In a paper titled 'Are Close Friends the Enemy? Online Social Networks, Self-Esteem, and Self-Control' published late last year, assistant professors' Keith Wilcox (Columbia Business School) and Andrew T. Stephen (University of Pittsburgh) detail five studies they performed to test the hypothesis that Facebook use can reduce self control and lead to impulsive decision making. One study involved participants being asked to browse either Facebook or CNN for five minutes and then choosing between a healthy snack (a granola bar) or an unhealthy one (a cookie).
The results seem to indicate that Facebook users who frequently interact with close friends and family (what the researchers call "strong ties") are significantly more at risk of making impulsive choices.
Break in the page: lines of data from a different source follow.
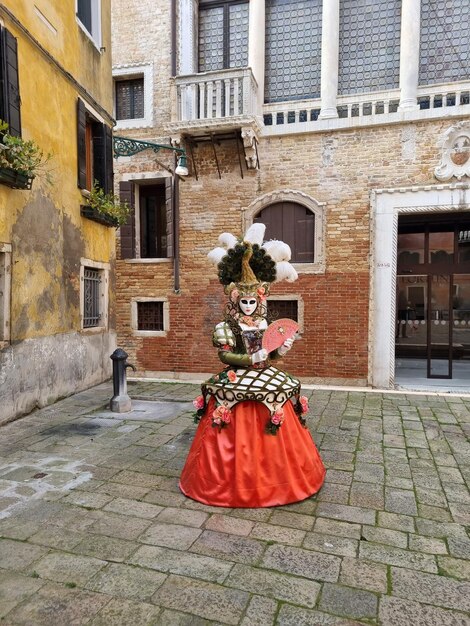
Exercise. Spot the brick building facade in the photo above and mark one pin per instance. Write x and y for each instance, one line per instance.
(360, 146)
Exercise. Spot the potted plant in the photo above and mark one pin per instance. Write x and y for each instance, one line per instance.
(20, 159)
(105, 208)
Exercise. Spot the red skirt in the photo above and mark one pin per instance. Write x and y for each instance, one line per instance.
(242, 466)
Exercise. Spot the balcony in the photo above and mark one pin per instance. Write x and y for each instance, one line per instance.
(215, 102)
(367, 109)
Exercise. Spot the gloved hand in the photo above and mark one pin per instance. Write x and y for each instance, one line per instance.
(258, 357)
(286, 346)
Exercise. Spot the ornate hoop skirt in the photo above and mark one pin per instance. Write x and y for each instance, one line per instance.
(243, 466)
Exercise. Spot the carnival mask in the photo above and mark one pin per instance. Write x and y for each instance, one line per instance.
(248, 305)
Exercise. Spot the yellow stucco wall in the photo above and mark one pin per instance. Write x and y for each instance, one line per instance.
(43, 225)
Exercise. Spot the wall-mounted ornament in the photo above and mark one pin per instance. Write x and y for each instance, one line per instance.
(455, 159)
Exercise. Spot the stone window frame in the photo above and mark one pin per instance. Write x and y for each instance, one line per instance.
(135, 318)
(130, 72)
(300, 306)
(299, 197)
(104, 269)
(95, 36)
(5, 293)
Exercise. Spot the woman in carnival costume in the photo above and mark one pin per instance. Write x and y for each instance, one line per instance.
(252, 447)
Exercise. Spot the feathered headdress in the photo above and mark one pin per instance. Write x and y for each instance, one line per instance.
(247, 263)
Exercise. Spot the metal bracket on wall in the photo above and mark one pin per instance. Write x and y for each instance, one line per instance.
(124, 146)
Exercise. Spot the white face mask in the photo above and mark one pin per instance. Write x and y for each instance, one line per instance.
(248, 305)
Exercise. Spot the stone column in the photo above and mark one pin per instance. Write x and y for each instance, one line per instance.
(256, 47)
(409, 54)
(187, 55)
(187, 37)
(329, 59)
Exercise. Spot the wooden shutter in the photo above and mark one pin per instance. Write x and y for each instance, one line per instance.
(81, 144)
(103, 156)
(127, 194)
(170, 217)
(10, 87)
(108, 153)
(292, 223)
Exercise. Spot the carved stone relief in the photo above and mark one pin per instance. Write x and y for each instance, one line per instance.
(455, 159)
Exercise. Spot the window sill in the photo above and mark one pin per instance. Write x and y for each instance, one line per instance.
(149, 333)
(133, 123)
(149, 261)
(309, 268)
(94, 330)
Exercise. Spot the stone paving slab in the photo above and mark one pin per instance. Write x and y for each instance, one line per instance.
(94, 530)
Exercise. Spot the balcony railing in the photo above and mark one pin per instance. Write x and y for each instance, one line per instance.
(380, 107)
(219, 95)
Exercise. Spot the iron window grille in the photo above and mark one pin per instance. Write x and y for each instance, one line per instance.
(279, 309)
(223, 34)
(91, 297)
(150, 316)
(130, 99)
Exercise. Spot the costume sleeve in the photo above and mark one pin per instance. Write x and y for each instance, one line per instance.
(231, 358)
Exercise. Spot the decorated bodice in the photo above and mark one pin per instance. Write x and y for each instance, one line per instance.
(242, 380)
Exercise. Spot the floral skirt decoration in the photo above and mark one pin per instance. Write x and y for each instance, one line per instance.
(235, 463)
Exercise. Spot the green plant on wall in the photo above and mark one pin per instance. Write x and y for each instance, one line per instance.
(22, 156)
(108, 204)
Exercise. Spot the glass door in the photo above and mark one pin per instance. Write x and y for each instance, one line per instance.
(433, 296)
(461, 326)
(439, 352)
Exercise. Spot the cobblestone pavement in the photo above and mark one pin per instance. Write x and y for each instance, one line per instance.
(93, 529)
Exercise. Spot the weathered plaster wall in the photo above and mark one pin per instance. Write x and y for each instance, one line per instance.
(48, 355)
(37, 372)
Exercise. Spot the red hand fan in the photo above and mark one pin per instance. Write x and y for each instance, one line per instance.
(277, 332)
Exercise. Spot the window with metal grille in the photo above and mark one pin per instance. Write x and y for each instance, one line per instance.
(223, 34)
(278, 309)
(444, 47)
(91, 297)
(369, 48)
(150, 316)
(293, 49)
(130, 99)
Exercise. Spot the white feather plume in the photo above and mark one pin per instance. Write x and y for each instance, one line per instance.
(227, 240)
(216, 255)
(285, 271)
(278, 250)
(255, 234)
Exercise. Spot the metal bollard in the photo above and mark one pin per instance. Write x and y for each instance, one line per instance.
(120, 402)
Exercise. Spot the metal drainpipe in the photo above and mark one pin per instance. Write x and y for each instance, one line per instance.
(176, 230)
(173, 37)
(175, 194)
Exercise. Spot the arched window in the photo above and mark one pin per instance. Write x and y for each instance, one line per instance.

While Wilcox and Stephen point out that Facebook can have positive effects (such as a boost in self esteem) they suggest that favourable social feedback from strong ties may also create a temporary sense of entitlement, meaning users were less likely to exercise self-restraint when presented with temptations.
"Even a small five-minute 'dose' of social network use in our studies was enough to significantly lower self-control in subsequent choices and tasks. Heavy users likely expose themselves to multiple doses of this effect a day," they said.
The researchers also asked participants about the amount of time they spend using Facebook, as well as their height, weight and credit card debt.
"The results suggest that greater social network use is associated with a higher body-mass index, increased binge eating, a lower credit score and higher levels of credit card debt for individuals with strong ties to their social network," they said.
The paper does leave some questions and areas for further study. There is potentially a "chicken and egg" situation here; it's possible that heavier Facebook use may be an outlet for individuals with the above problems.
There is some good news to come out of the study, however: If you're only a casual Facebook user, you probably won't be effected - all the studies indicated that the loss of self control only applied to users with strong ties on the network.
Wilcox and Stephen also suggest that the results may help shape public health policy. In Australia, we've already had "Slip-Slop-Slap" and "Don't Drink and Drive"; is it time for a "Don't Stuff Your Face on Facebook" campaign?
In the meantime, it might be best to keep the junk food locked up tight while you're on the social network.